Israel's Ofer military court ruled Monday to deny 17-year-old Palestinian activist Ahed Tamimi’s request for a public trial. Tamimi was taken from her home in Nabi Saleh in December 2017 and charged with assault and incitement for slapping two occupation soldiers in full gear.
Tamimi’s trial has been held behind closed doors despite reiterated requests by Tamimi’s defense team for a public trial. According to Judge Lt. General Menahem Liberman, the decision seeks to protect Tamimi’s right to privacy as a minor, but her family, her lawyers and supporters argue the court’s decision seeks to curtail international attention.
Ahed faces up to 10 years in prison if found guilty on 12 different charges, including assault and incitement. Her defense team fears a closed-doors trial will allow the court to act with impunity.
Fadi Quran, coordinator of the Free Ahed Tamimi campaign, told Mondoweiss “Israel has made an immense effort to endanger her by putting her in the public spotlight for the past four months and by targeting her family for the last 10 years.
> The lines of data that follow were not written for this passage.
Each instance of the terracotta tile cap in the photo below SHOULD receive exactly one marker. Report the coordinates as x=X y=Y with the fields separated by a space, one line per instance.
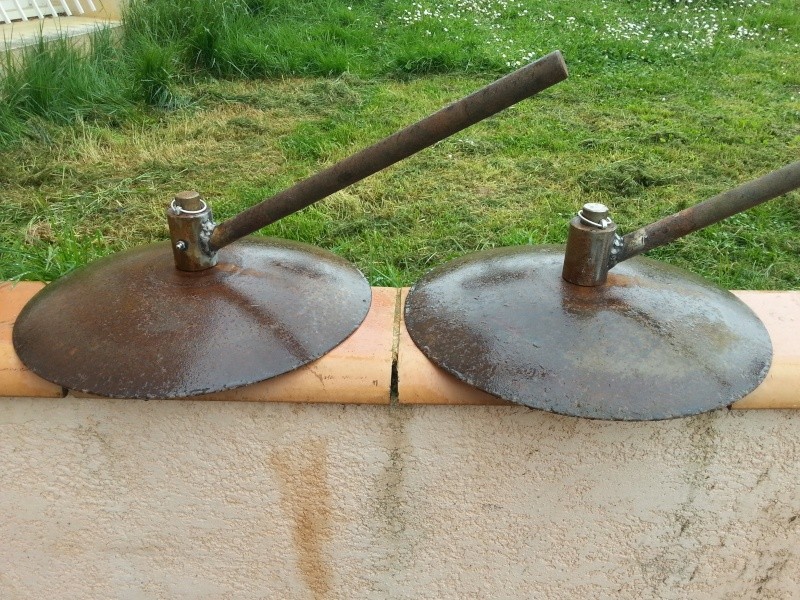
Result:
x=15 y=378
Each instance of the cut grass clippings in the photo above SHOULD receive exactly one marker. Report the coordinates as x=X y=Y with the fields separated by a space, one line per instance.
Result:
x=667 y=104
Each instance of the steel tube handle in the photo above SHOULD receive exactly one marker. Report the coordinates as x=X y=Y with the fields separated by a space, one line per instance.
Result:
x=501 y=94
x=710 y=211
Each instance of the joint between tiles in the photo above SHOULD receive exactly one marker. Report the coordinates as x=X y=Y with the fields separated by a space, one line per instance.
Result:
x=394 y=396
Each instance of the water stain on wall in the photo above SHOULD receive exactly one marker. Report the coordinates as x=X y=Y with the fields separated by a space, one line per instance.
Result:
x=302 y=471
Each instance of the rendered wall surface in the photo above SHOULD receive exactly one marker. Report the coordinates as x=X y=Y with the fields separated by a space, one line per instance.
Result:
x=193 y=499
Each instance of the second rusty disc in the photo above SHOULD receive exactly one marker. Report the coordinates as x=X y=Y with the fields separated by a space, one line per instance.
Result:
x=654 y=342
x=133 y=326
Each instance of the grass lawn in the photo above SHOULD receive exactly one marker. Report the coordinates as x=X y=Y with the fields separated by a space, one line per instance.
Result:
x=667 y=104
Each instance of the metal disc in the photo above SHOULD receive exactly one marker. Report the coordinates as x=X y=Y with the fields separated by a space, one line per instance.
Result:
x=655 y=342
x=133 y=326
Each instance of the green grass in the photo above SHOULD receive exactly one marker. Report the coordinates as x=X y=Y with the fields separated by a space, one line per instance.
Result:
x=650 y=121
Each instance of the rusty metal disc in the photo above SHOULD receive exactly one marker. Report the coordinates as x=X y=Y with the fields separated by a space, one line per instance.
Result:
x=655 y=342
x=133 y=326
It is hypocritical now to claim they want to protect her privacy.”
Meanwhile Ahed’s father Bassem Tamimi visited his daughter and wife in prison Monday for the first time since they were both arrested in December. The mother Nariman was arrested a day after Ahed for videotaping her daughter’s encounter with the Israeli soldiers.
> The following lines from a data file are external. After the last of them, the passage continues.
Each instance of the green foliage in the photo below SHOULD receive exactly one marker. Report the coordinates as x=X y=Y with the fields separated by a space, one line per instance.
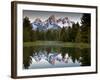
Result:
x=85 y=28
x=76 y=33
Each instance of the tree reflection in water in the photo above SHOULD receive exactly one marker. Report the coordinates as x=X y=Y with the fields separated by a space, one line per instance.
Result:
x=52 y=55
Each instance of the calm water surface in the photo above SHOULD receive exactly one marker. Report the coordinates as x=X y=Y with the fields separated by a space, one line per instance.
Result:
x=37 y=57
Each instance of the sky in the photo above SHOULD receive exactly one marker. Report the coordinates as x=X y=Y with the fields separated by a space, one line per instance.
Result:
x=44 y=15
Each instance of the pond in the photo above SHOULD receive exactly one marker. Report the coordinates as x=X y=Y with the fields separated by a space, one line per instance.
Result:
x=37 y=57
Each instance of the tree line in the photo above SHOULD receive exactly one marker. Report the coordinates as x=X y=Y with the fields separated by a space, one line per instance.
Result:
x=76 y=33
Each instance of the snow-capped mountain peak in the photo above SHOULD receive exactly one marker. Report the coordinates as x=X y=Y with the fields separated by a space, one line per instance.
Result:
x=51 y=23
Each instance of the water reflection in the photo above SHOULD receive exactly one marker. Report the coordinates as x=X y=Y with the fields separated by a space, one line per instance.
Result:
x=53 y=57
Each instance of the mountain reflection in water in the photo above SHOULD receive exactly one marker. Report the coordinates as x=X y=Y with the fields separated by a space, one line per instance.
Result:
x=55 y=57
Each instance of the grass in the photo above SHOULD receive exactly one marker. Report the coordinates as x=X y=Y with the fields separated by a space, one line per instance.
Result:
x=56 y=43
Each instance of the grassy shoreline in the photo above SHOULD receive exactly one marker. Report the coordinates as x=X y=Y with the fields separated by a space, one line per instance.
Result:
x=56 y=43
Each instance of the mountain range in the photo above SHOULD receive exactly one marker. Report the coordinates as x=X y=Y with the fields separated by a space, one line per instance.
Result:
x=51 y=23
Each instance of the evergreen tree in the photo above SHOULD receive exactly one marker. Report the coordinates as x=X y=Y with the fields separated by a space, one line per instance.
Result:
x=27 y=28
x=85 y=28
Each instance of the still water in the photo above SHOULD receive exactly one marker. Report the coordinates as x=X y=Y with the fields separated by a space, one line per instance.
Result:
x=38 y=57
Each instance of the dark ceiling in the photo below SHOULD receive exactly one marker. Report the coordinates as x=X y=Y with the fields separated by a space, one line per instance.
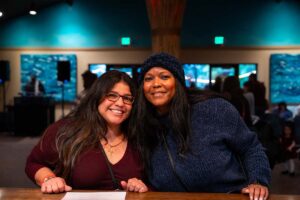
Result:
x=15 y=8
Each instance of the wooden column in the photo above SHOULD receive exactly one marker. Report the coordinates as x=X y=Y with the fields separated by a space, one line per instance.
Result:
x=165 y=18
Bassem said he spoke to Ahed and his wife Nariman for 45 minutes, using a telephone as they sat on the other side of a window, according to local Israeli media. He said they were both in good spirits and that Ahed was focusing on her English studies.
The Tamimi family has been in the forefront of the struggle against the expansion of Israeli settlements in the West Bank. The Israeli occupation has been actively persecuting the family for decades over their weekly protests against the theft of their lands in favor of the illegal Jewish settlement of Halamish near Nabi Saleh. Several members of the family have been detained and killed over the years.
Most recently her cousin Mohammad Fadel Tamimi was shot in the head at close range with a rubber-coated steel bullet. Part of his skull had to be removed to dislodge the bullet. Despite his injury, Israeli occupation forces kidnapped him and interrogated him without his parents or a lawyer present.
Ahed’s case has claimed a high profile internationally as it sheds light on Israel’s policy on child detention. Currently, there are over 300 children detained in Israeli prisons.